Послевоенная Италия представляла собой гражданское государство, находившееся под сильным масонским влиянием, со слабым и посредственным либерально-демократическим правительством и бессильной, т. е. конституционно-парламентской монархией. В нём абсолютно отсутствовал «миф» в положительном смысле. То есть миф как высшая, животворящая и формирующая идея, позволяющая государству стать чем-то большим, нежели обыкновенной структурой общественного управления. Становилось всё более очевидным, что в подобных условиях нация не могла справиться с тяжёлыми проблемами, возникшими в послевоенный период, и преодолеть социалистическое и революционное влияние, распространяемое в массах и пролетариате левыми активистами.
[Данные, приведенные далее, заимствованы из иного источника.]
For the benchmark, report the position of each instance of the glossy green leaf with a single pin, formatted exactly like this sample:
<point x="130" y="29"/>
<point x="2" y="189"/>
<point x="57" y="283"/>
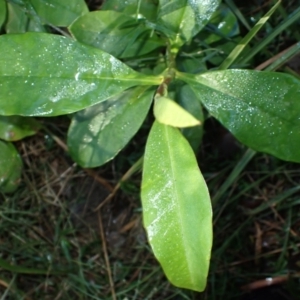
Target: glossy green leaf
<point x="187" y="98"/>
<point x="261" y="109"/>
<point x="176" y="208"/>
<point x="135" y="8"/>
<point x="223" y="24"/>
<point x="168" y="112"/>
<point x="10" y="167"/>
<point x="19" y="20"/>
<point x="14" y="128"/>
<point x="185" y="18"/>
<point x="45" y="74"/>
<point x="116" y="33"/>
<point x="99" y="132"/>
<point x="59" y="12"/>
<point x="2" y="12"/>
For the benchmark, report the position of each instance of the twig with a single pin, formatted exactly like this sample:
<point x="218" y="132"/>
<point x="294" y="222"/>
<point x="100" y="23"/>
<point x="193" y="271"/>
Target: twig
<point x="272" y="59"/>
<point x="111" y="283"/>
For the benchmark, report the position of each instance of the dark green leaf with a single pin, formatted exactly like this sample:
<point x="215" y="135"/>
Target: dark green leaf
<point x="116" y="33"/>
<point x="58" y="12"/>
<point x="10" y="167"/>
<point x="135" y="8"/>
<point x="185" y="18"/>
<point x="2" y="12"/>
<point x="223" y="24"/>
<point x="98" y="133"/>
<point x="19" y="20"/>
<point x="14" y="128"/>
<point x="176" y="208"/>
<point x="44" y="74"/>
<point x="262" y="109"/>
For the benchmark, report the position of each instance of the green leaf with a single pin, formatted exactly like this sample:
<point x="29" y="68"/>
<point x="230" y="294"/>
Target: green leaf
<point x="19" y="20"/>
<point x="185" y="18"/>
<point x="58" y="12"/>
<point x="168" y="112"/>
<point x="10" y="167"/>
<point x="98" y="133"/>
<point x="2" y="12"/>
<point x="223" y="24"/>
<point x="135" y="8"/>
<point x="106" y="29"/>
<point x="246" y="39"/>
<point x="14" y="128"/>
<point x="187" y="98"/>
<point x="44" y="74"/>
<point x="261" y="109"/>
<point x="176" y="208"/>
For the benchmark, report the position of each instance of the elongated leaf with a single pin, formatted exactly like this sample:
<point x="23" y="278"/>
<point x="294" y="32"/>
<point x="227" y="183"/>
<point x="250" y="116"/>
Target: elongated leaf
<point x="176" y="208"/>
<point x="168" y="112"/>
<point x="58" y="12"/>
<point x="261" y="109"/>
<point x="19" y="20"/>
<point x="116" y="33"/>
<point x="44" y="74"/>
<point x="135" y="8"/>
<point x="99" y="132"/>
<point x="2" y="12"/>
<point x="14" y="128"/>
<point x="185" y="18"/>
<point x="10" y="167"/>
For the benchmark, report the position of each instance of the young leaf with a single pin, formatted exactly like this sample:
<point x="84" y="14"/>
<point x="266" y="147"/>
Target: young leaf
<point x="99" y="132"/>
<point x="168" y="112"/>
<point x="106" y="29"/>
<point x="14" y="128"/>
<point x="185" y="18"/>
<point x="261" y="109"/>
<point x="10" y="167"/>
<point x="176" y="208"/>
<point x="45" y="74"/>
<point x="59" y="13"/>
<point x="2" y="12"/>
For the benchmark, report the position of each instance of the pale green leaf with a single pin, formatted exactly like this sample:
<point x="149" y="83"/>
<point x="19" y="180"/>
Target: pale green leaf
<point x="10" y="167"/>
<point x="262" y="109"/>
<point x="98" y="133"/>
<point x="176" y="208"/>
<point x="45" y="74"/>
<point x="168" y="112"/>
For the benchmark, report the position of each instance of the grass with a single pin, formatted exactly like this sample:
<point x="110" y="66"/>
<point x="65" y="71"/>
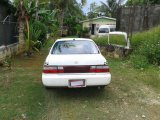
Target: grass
<point x="22" y="94"/>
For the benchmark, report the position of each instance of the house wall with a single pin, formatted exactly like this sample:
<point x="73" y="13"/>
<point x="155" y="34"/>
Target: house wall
<point x="11" y="35"/>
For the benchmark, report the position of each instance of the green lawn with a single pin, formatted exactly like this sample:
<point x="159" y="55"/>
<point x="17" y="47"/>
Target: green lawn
<point x="132" y="95"/>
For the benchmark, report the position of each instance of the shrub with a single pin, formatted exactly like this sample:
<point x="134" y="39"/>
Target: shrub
<point x="114" y="39"/>
<point x="148" y="44"/>
<point x="101" y="41"/>
<point x="37" y="25"/>
<point x="139" y="61"/>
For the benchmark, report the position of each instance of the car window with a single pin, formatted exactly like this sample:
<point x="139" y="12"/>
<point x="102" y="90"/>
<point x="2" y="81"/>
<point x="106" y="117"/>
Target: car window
<point x="103" y="30"/>
<point x="75" y="47"/>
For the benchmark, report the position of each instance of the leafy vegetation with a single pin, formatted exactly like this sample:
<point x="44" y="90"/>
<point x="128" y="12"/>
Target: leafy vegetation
<point x="113" y="39"/>
<point x="148" y="44"/>
<point x="24" y="97"/>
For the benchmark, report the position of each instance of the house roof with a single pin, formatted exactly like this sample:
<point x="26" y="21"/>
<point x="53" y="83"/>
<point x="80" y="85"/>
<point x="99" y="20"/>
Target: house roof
<point x="102" y="17"/>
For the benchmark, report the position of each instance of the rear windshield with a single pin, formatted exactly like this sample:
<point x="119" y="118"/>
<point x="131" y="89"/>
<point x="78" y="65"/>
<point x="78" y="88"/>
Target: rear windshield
<point x="75" y="47"/>
<point x="104" y="30"/>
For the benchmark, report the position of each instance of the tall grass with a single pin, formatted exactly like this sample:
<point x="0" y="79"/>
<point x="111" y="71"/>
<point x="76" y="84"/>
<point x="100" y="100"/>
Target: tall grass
<point x="148" y="44"/>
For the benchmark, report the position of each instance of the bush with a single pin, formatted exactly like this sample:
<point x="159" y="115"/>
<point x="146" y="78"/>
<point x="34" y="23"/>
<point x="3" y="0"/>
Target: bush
<point x="101" y="41"/>
<point x="139" y="61"/>
<point x="148" y="44"/>
<point x="114" y="39"/>
<point x="37" y="25"/>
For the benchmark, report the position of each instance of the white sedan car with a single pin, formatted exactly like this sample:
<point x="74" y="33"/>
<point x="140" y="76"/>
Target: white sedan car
<point x="74" y="63"/>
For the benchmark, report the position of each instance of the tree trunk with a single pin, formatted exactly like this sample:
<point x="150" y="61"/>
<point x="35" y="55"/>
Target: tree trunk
<point x="61" y="22"/>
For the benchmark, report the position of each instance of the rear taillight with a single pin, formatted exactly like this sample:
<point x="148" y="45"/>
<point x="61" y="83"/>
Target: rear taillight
<point x="53" y="69"/>
<point x="99" y="69"/>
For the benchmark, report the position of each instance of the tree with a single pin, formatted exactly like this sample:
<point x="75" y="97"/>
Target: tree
<point x="142" y="2"/>
<point x="111" y="6"/>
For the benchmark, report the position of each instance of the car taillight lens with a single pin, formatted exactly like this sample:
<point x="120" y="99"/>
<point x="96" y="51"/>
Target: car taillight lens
<point x="99" y="69"/>
<point x="53" y="69"/>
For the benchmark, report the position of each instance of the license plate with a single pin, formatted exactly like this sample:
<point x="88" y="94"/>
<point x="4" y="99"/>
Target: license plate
<point x="76" y="83"/>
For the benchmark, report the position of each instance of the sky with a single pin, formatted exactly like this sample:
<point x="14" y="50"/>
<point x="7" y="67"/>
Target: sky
<point x="86" y="7"/>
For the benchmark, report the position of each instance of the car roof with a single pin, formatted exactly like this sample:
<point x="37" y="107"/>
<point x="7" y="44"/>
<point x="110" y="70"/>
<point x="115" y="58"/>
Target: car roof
<point x="68" y="39"/>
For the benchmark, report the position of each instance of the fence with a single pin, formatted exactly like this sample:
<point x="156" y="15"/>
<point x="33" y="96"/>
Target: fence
<point x="138" y="18"/>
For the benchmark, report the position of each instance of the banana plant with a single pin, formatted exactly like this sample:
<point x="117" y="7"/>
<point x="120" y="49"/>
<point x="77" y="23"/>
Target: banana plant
<point x="32" y="43"/>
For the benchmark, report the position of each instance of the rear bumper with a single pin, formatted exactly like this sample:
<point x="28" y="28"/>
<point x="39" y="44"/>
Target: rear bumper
<point x="62" y="80"/>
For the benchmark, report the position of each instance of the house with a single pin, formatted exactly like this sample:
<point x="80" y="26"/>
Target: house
<point x="94" y="24"/>
<point x="9" y="42"/>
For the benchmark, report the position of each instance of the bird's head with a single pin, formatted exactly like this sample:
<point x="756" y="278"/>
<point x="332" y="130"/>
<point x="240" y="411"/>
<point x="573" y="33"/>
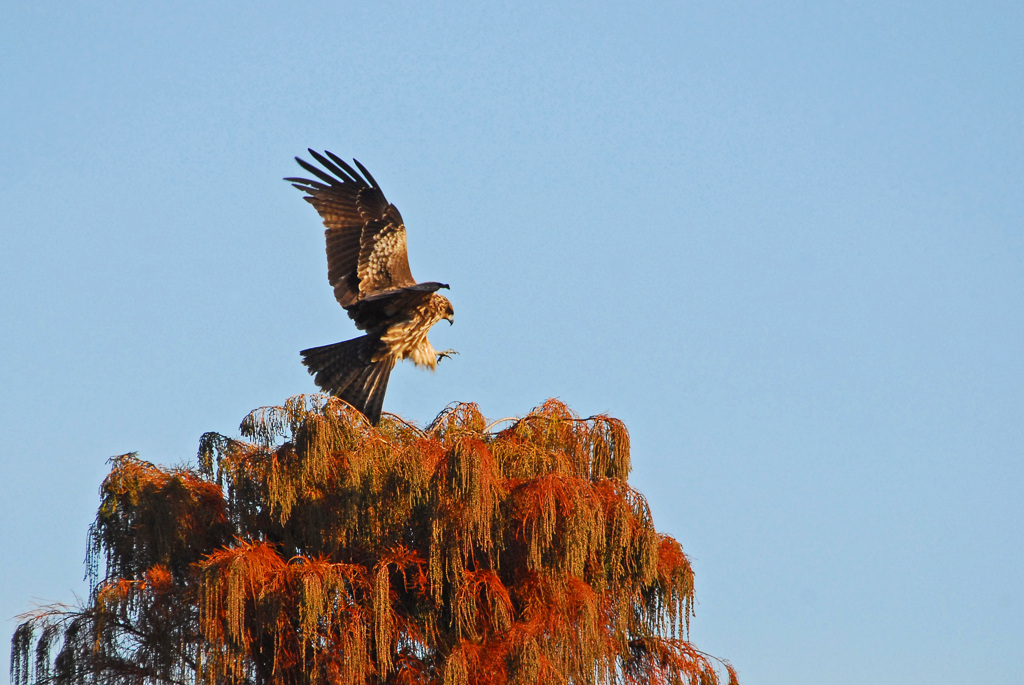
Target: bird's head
<point x="448" y="312"/>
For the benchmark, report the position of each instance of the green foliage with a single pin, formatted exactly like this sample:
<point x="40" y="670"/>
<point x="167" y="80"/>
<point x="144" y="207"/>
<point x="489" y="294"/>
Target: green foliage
<point x="318" y="549"/>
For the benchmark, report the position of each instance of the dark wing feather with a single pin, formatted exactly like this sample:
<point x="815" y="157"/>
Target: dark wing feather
<point x="366" y="236"/>
<point x="382" y="309"/>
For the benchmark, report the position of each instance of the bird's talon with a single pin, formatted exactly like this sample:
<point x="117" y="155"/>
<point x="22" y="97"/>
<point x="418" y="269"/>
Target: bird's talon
<point x="445" y="354"/>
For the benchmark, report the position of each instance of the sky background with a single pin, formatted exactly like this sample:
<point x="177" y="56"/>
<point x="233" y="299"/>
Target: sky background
<point x="783" y="242"/>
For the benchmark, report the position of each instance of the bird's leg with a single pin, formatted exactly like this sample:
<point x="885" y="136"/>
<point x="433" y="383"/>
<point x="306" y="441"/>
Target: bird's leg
<point x="445" y="354"/>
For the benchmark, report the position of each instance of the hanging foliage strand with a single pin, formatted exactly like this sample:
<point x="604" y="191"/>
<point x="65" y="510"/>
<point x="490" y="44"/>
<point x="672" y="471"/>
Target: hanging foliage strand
<point x="317" y="549"/>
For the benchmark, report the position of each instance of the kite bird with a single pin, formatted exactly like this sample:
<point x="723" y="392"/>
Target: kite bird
<point x="368" y="267"/>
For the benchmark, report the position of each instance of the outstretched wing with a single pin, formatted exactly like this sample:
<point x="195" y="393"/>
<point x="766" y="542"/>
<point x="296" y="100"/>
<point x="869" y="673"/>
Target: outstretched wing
<point x="366" y="237"/>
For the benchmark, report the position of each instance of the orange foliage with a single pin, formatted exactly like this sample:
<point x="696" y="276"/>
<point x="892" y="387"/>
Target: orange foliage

Поэтому заслуга фашизма состояла, прежде всего, в том, что он возродил в Италии идею государства, подготовил почву для энергичного правительства, утверждая чистый принцип авторитета и политической верховной власти. Это стало, условно говоря, положительным «прорывом» фашизма, который по мере своего развития постепенно избавлялся от некоторых из первоначально составляющих его компонентов, таких как революционная воинственность, узко националистическая направленность и синдикализм в стиле Сореля.
В этом смысле можно говорить о своего рода изменении направления или «векторном» смещении движения итальянского интервентизма. Как мы уже говорили, поддержка интервенции заставила Италию присоединиться к фронту мировой демократии, сплотившемуся против центральных Империй, и вернуться к духу периода Воссоединения, то есть идеям 1848 года. Однако, экзистенциально это движение имело независимый революционный характер и война послужила поводом для пробуждения сил, нетерпимых к атмосфере буржуазной Италии. Именно бывшие фронтовики взрастили фашизм. Не желая возвращаться к «нормальной» жизни, они изменили идеологическую полярность, сместившись в сторону «правых», к идеалу иерархического государства и «нации воинов», избавляясь от социалистических и повстанческих (если не республиканских) тенденций предшествующего периода. Эту «экзистенциальную» сторону фашизма безусловно следует поставить ему в заслугу. С другой стороны, сам Муссолини, взяв власть в свои руки, также предчувствовал появление новых иерархий, говоря о новом «веке власти, веке правых, веке фашизма». В 1926 г. он заявил: «мы представляем новый принцип в [современном] мире. Мы являемся прямой, категорической, решительной противоположностью всему миру… бессмертных принципов 1789 года», тем самым выделив «контрреволюционный» момент в качестве одного из важнейших аспектов движения.